Reações Associadas: Estes são também chamados de movimentação associada e podem ser vistas nas pessoas normais quando fazem exercícios árduos como quando levantam grande peso. Nas crianças com paralisia haverá aumento de espasticidade em todas as partes do corpo.
Reação Positiva de Suporte: Esta é a modificação tônica do impulso espinhal extensor, fazendo de um membro um pilar para o suporte de peso. Ele é produzido por um duplo estímulo: o tátil que e pelo toque do antepé no chão e o proprioceptivo, pela pressão resultante do estiramento do músculo intrínseco do pé.
TIPOS DE PARALISIA CEREBRAL
A Criança Espástica: A criança espástica mostra hipertonia de um caráter permanente que pose ser espástica ou plástica. O grau de espasticidade varia com a condição geral da criança, isto é, sua excitabilidade e a força do estímulo a que ela está sujeita a qualquer momento. Se a espasticidade é grave, a criança e mais ou menos fixada em algumas posturas típicas devidas aos severos graus de co-contração das partes envolvidas, especialmente em torno das articulações proximais. A espasticidade é de distribuição e alterações típicas de um modo desprezível, devido a atividade reflexa tônica.
Diplegia Espástica ou Paraplegia: Na criança diplégica as extremidades inferiores são mais gravemente atingidas que as superiores. Esta condição é de distribuição bem simétrica. O controle da cabeça e geralmente bom, e a fala e articulação não são afetadas. Se os braços estão apenas levemente envolvidos, estas crianças são usualmente classificadas como paraplégicas.
Quadriplegia Espástica: Neste tipo de paralisia cerebral, o corpo todo está afetado; a distribuição é muito assimétrica, um lado sendo mais envolvido que outro e os membros superiores sendo mais afetados. Por estas razões, estes casos são referidos como dupla hemiplegia. Sendo as partes superiores mais afetadas, o controle da cabeça geralmente é mau, e a fala e a articulação são mais ou menos envolvidas.

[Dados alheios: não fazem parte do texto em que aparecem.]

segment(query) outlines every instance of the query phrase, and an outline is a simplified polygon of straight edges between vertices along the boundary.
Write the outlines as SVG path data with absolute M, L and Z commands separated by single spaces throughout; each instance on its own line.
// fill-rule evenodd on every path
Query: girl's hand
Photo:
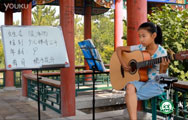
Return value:
M 126 64 L 123 64 L 122 66 L 123 66 L 123 69 L 124 69 L 125 71 L 127 71 L 127 72 L 131 70 L 131 67 L 130 67 L 130 66 L 127 66 Z
M 160 73 L 166 73 L 170 60 L 168 58 L 162 58 L 162 62 L 160 64 Z

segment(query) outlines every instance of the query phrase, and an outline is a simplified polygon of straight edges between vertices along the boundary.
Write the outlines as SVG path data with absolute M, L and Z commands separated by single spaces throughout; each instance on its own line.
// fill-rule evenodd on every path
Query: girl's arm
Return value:
M 160 71 L 159 71 L 159 73 L 166 73 L 166 70 L 168 68 L 169 63 L 170 63 L 169 59 L 163 58 L 162 62 L 160 64 Z
M 123 52 L 130 52 L 130 46 L 121 46 L 121 47 L 117 47 L 116 48 L 116 53 L 117 56 L 119 58 L 119 62 L 120 64 L 123 66 L 124 70 L 129 71 L 130 67 L 126 65 L 126 63 L 124 62 L 123 58 L 122 58 L 122 53 Z

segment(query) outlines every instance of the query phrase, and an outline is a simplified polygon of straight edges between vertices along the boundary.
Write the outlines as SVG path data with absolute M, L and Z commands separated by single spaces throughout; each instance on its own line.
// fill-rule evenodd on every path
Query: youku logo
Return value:
M 7 11 L 8 9 L 27 9 L 28 8 L 28 4 L 14 4 L 14 3 L 4 3 L 5 6 L 5 11 Z

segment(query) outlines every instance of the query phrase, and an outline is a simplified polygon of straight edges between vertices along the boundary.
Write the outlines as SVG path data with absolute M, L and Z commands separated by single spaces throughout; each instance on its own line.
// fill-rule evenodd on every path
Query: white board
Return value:
M 1 26 L 7 70 L 69 67 L 61 27 Z

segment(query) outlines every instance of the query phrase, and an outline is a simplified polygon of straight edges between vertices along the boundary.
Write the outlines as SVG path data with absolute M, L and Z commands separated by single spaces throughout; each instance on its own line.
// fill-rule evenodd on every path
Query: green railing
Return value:
M 188 89 L 174 87 L 174 119 L 188 120 Z
M 38 94 L 36 86 L 37 81 L 28 79 L 28 97 L 37 101 Z M 59 87 L 40 82 L 39 92 L 40 103 L 43 106 L 43 110 L 46 110 L 46 107 L 48 107 L 58 113 L 61 113 L 61 94 Z
M 170 99 L 174 104 L 172 116 L 174 120 L 188 120 L 188 82 L 179 81 L 174 84 Z M 152 113 L 152 120 L 156 120 L 156 115 L 165 115 L 160 112 L 160 103 L 166 100 L 166 93 L 143 101 L 143 110 Z

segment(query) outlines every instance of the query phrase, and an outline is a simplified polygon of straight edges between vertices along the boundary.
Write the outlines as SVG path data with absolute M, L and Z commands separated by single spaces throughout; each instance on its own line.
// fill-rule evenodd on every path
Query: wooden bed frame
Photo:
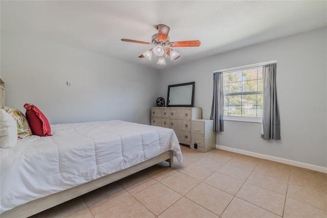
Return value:
M 4 106 L 5 83 L 0 79 L 0 106 Z M 165 151 L 158 156 L 134 166 L 101 177 L 68 189 L 50 194 L 16 207 L 0 214 L 1 218 L 28 217 L 42 212 L 55 206 L 119 180 L 132 174 L 167 161 L 171 167 L 174 151 Z
M 157 157 L 139 163 L 129 168 L 101 177 L 95 180 L 69 188 L 64 191 L 30 201 L 7 210 L 0 214 L 2 218 L 28 217 L 65 202 L 132 174 L 167 161 L 169 166 L 173 164 L 173 150 L 165 151 Z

Hemiplegia Espástica: O diagnóstico precoce da hemiplegia espástica usualmente não e difícil por causa da assimetria dos padrões posturais e de movimentos que cedo aparecem. A mão afetada está bem fechada e o bebê não abre. Ele não chuta com a perna afetada. Ele não passa pelos estágios de desenvolvimento simétrico do bebê normal, que começa em torno das dezesseis semanas. Ele assim não usa ambas as mãos na linha mediana, não alcança nem agarra com a mão afetada e não se suporta sobre o membro hemiplégico.
A Criança Atetóide: Todo paciente atetóide mostra um tônus muscular instável e flutuante, mas a amplitude das flutuações pode variar nos casos individuais. Estas crianças têm o tônus postural de sustentação deficiente e não podem, manter uma posição estável. Há insuficiente fixação postural devida a falta de co-contração, isto e, contrações simultâneas de agonistas e antagonistas, que orientam e suportam Os segmentos em movimento.
Muitas posturas desordenadas e movimentos típicos da paralisia cerebral são o resultado de reações posturais não controladas que persistem até idades em que elas já são consideradas anormais. A partir de uma compreensão do movimento normal incluindo a percepção usa-se a facilitação de movimentos e posturas seletivas, objetivando-se um aprimoramento da qualidade de vida.